The chapter “Annals History” presents the events which took place between 1966 and 1974 in a chronological order and is made complete with hundreds of photographs, the original documents of the art events/actions, and the short recollections of the artists, with reference to their source. The reader may learn about surprising encounters: it turns out that almost all the experimenting artists of the period were present in the hillside chapel.
The interviews of the next chapter “Recollections of the Participants” made with the persons involved in the Balatonboglár events are extracts taken from the documentary Vacation. The Chapel Exhibitions in Balatonboglár billed by the Hungarian Television in 1998, almost 25 years after the closing down of the chapel. Among the speakers there are the artists and their supporters of the period and, ironically, only four officials since hardly any of them would admit having played the part they did. These recollections bear witness to the one-time significance of the “institute” and the effect it had on the evolution of the Hungarian art scene.

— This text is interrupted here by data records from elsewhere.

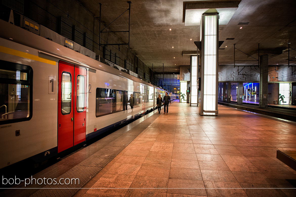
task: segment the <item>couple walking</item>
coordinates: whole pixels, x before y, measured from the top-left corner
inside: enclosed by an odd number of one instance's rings
[[[161,107],[162,104],[163,103],[164,105],[164,107],[163,108],[164,112],[163,113],[165,113],[165,107],[166,106],[167,114],[168,114],[168,112],[169,103],[172,104],[170,102],[170,97],[168,95],[168,92],[165,92],[165,96],[163,97],[163,100],[161,98],[161,95],[158,95],[158,97],[156,101],[156,105],[157,105],[157,107],[158,109],[158,113],[160,113],[160,108]]]

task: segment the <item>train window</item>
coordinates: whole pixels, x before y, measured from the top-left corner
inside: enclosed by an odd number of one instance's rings
[[[71,111],[71,75],[67,72],[62,74],[62,114],[69,114]]]
[[[96,89],[96,116],[99,117],[112,113],[113,112],[113,90],[107,88]]]
[[[0,61],[0,124],[32,117],[33,71],[30,66]]]
[[[116,111],[122,111],[123,103],[123,91],[116,91]]]
[[[140,92],[135,92],[133,99],[134,108],[140,107],[141,104],[141,94]]]
[[[133,108],[134,105],[133,101],[133,92],[131,91],[126,91],[126,100],[127,102],[126,109],[128,110],[131,109],[132,108]],[[127,105],[127,103],[128,105]]]
[[[77,105],[78,112],[84,110],[84,76],[78,75],[77,76]]]

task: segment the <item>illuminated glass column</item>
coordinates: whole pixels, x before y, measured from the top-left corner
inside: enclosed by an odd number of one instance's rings
[[[197,56],[192,56],[190,72],[190,106],[197,106]]]
[[[199,113],[202,115],[217,115],[219,14],[204,13],[201,21],[202,85]]]
[[[180,81],[180,102],[187,102],[187,81]]]

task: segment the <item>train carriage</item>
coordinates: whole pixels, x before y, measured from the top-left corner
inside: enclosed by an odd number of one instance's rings
[[[154,110],[156,97],[164,95],[48,39],[0,25],[0,168],[83,144]]]

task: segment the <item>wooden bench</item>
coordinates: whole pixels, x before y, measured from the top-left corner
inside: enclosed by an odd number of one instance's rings
[[[295,170],[296,170],[296,151],[276,151],[276,158]]]

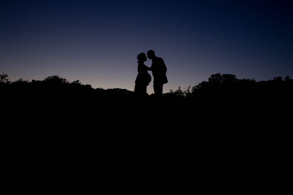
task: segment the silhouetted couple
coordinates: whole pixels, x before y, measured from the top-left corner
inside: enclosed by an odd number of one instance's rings
[[[146,87],[151,80],[151,75],[148,70],[152,71],[154,77],[154,91],[156,100],[159,100],[163,94],[163,85],[168,82],[166,73],[167,67],[161,58],[155,55],[155,52],[150,50],[147,52],[147,57],[151,60],[151,68],[144,64],[146,61],[146,56],[144,53],[141,53],[137,56],[137,71],[138,74],[135,80],[134,92],[138,98],[143,101],[146,96]]]

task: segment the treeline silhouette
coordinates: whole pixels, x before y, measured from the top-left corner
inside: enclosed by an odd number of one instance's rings
[[[125,89],[94,88],[57,75],[30,82],[22,78],[11,82],[4,73],[0,77],[2,108],[19,118],[115,123],[142,116],[146,121],[146,116],[155,115],[165,118],[166,123],[178,120],[202,123],[204,119],[210,123],[267,123],[273,118],[288,119],[292,111],[293,80],[288,76],[256,82],[218,73],[192,88],[170,89],[159,103],[154,94],[148,94],[142,106],[134,92]]]

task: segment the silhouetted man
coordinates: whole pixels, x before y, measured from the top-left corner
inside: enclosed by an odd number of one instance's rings
[[[149,59],[152,60],[151,69],[154,77],[154,92],[158,97],[163,94],[163,85],[168,82],[167,67],[163,59],[155,56],[153,50],[149,50],[147,54]]]

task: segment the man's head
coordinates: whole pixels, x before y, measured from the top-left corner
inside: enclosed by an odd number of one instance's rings
[[[149,50],[146,53],[147,54],[147,57],[149,59],[152,59],[155,57],[155,52],[153,50]]]

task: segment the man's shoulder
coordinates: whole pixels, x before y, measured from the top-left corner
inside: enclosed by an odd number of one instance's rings
[[[163,62],[164,61],[164,60],[163,60],[163,58],[160,58],[160,57],[157,57],[157,56],[156,56],[155,57],[155,61],[163,61]]]

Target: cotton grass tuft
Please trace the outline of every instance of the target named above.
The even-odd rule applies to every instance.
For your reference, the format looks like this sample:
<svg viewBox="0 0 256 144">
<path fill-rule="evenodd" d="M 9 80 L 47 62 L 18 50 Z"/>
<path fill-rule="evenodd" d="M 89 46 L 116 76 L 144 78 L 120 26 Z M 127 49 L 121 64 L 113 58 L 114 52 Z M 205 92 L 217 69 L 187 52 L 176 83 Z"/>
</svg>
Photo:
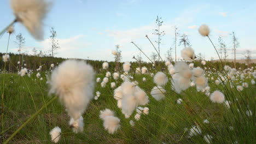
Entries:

The chapter “Documents”, which constitutes almost half of the book, includes György Galántai’s correspondence with offices and artists, official reports and police records, and state security files presenting the attitude of the authorities towards the avant-garde art, as well as, showing the cultural political background of the period.
The book is made complete with the register of the archivalia, a bibliography, and an index.
The primary importance of Illegal Avant-garde is that it is a gripping piece of reading for anyone interested in art and politics in the socialist area, as well as, a detailed source-material for further research.